Meadowlark

als groep hebben de meadowlarken een vluchtige taxonomische geschiedenis gehad. Toen Carl Linnaeus in zijn epische 10e editie van Systema Naturae in 1758 de oostelijke Veldleeuwerik beschreef (de eerste van de veldleeuweriks die wetenschappelijk beschreven werd), dacht hij dat het gerelateerd was aan de oude wereldleeuwerik, en plaatste het daarom bij hen in het geslacht Alauda. In hetzelfde werk plaatste hij de Veldleeuwerik in het geslacht Emberiza. Minder dan tien jaar later beschreef hij de oostelijke moerasmerkaal opnieuw, ditmaal in het spreeuwengeslacht Sturnus, dat Juan Ignacio Molina ook gebruikte toen hij de langstaartmerkaal voor het eerst beschreef in 1782. In 1816 creëerde Louis Jean Pierre Vieillot het geslacht Sturnella en verplaatste de moeraswal naar zijn nieuwe taxon.

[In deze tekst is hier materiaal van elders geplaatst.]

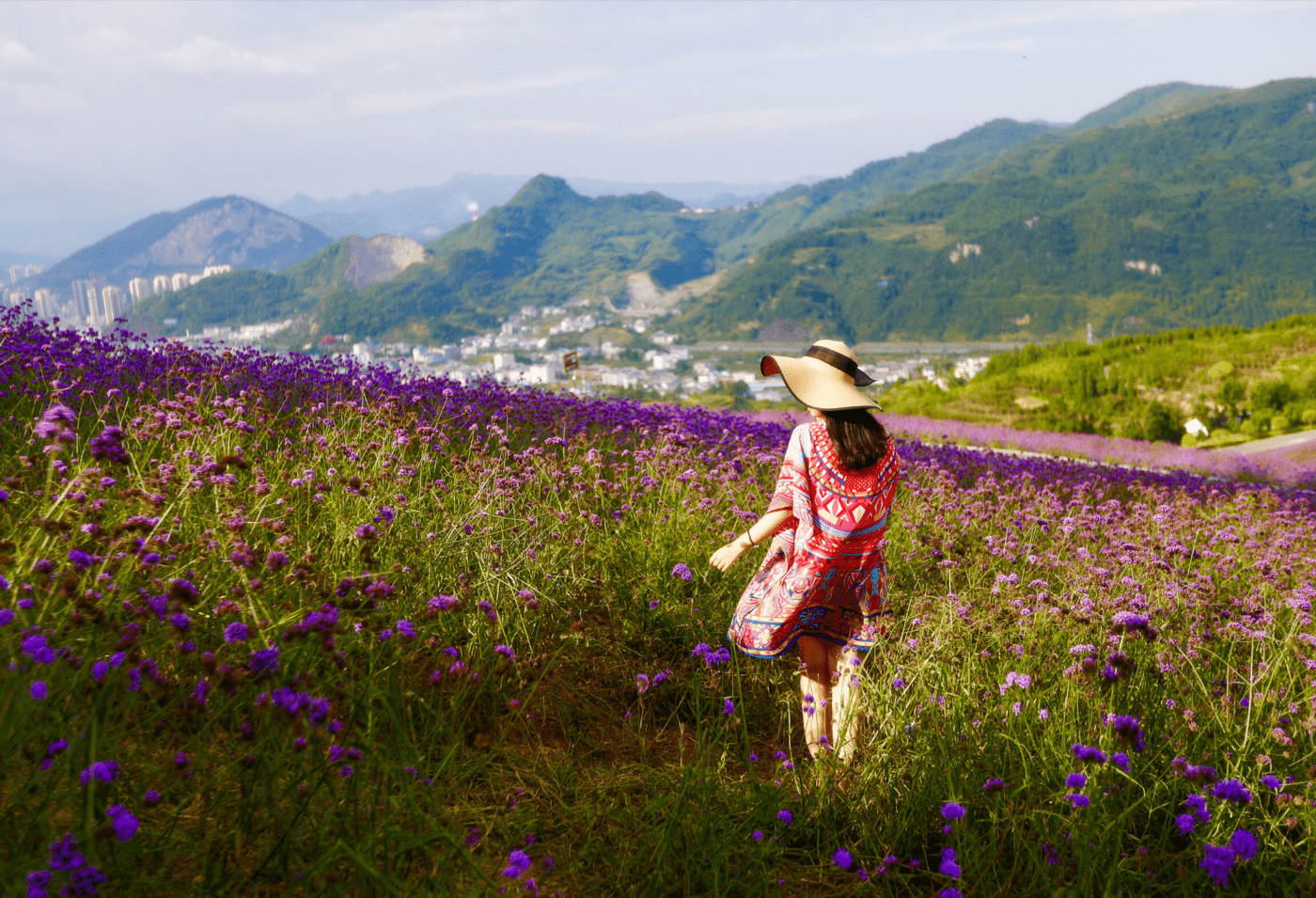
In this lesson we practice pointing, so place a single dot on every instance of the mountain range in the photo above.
(1175, 206)
(427, 213)
(220, 230)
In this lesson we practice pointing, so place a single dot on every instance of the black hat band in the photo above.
(841, 362)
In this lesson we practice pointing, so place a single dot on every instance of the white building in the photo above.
(112, 303)
(138, 289)
(966, 369)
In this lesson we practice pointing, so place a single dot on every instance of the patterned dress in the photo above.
(825, 573)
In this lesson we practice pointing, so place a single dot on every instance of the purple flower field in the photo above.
(285, 627)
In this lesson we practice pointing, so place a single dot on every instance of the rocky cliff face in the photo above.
(221, 230)
(381, 259)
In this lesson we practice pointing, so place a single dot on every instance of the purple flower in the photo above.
(65, 855)
(1243, 844)
(1128, 730)
(953, 811)
(1217, 860)
(125, 825)
(36, 648)
(265, 661)
(517, 864)
(102, 770)
(37, 884)
(85, 881)
(109, 447)
(1232, 790)
(1088, 753)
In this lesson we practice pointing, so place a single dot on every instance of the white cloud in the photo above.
(539, 125)
(750, 121)
(17, 59)
(384, 102)
(204, 55)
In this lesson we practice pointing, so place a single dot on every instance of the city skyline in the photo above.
(269, 101)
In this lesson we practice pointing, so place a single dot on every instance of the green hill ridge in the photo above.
(1199, 217)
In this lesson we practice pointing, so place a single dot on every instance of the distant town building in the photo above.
(138, 289)
(114, 305)
(24, 270)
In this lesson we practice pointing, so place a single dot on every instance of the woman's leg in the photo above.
(816, 693)
(845, 709)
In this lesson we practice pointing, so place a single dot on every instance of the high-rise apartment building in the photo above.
(112, 303)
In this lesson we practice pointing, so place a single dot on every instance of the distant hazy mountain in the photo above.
(704, 194)
(220, 230)
(427, 213)
(1201, 216)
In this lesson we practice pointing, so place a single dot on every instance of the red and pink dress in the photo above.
(825, 573)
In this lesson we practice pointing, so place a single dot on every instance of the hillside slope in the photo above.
(220, 230)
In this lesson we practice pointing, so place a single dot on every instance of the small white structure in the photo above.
(138, 289)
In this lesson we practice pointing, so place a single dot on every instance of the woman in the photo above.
(822, 586)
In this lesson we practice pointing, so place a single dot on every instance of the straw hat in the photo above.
(825, 378)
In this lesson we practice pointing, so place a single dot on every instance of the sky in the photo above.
(112, 111)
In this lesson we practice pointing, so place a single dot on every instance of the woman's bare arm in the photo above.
(757, 532)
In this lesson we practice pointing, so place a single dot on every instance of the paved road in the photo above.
(1286, 441)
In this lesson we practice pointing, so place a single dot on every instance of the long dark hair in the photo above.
(859, 438)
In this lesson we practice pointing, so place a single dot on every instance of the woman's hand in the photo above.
(727, 556)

De meeste taxonomisten accepteerden het nieuwe geslacht, en de westelijke meadowlark, Peruaanse meadowlark en Lilian ‘ s meadowlark werden allemaal in dit taxon geplaatst toen ze later werden beschreven. Toen Charles Lucien Bonaparte de weidewijnark en de weidewijnark van pampas beschreef, wees hij ze echter toe aan een ander nieuw geschapen geslacht — Trupialis, voor wat hij “grondspreeuwen” noemde; hij verplaatste de weidewijnark ook naar dat nu ter ziele gegane geslacht.In het begin van de 20e eeuw werden de grasparkieten weer gesplitst. Alleen de “geelborstige” veldleeuweriken (oostelijke en westelijke veldleeuweriken, inclusief Lilian ‘ s) behoorden tot het geslacht Sturnella. De roodborstmot en witborstmot werden verplaatst naar het geslacht Leistes, terwijl de pampas-moerasmot, de Peruaanse moerasmot en de langstaartmot het geslacht Pezites vormden, dat in 1851 door Cabanis werd opgericht. Tegen het einde van de 20e eeuw werden alle moerasvogels weer op een hoop gegooid in het geslacht Sturnella. In 2017 werden alle roodborstsoorten verplaatst naar het geslacht Leistes.

Geef een antwoord

Het e-mailadres wordt niet gepubliceerd.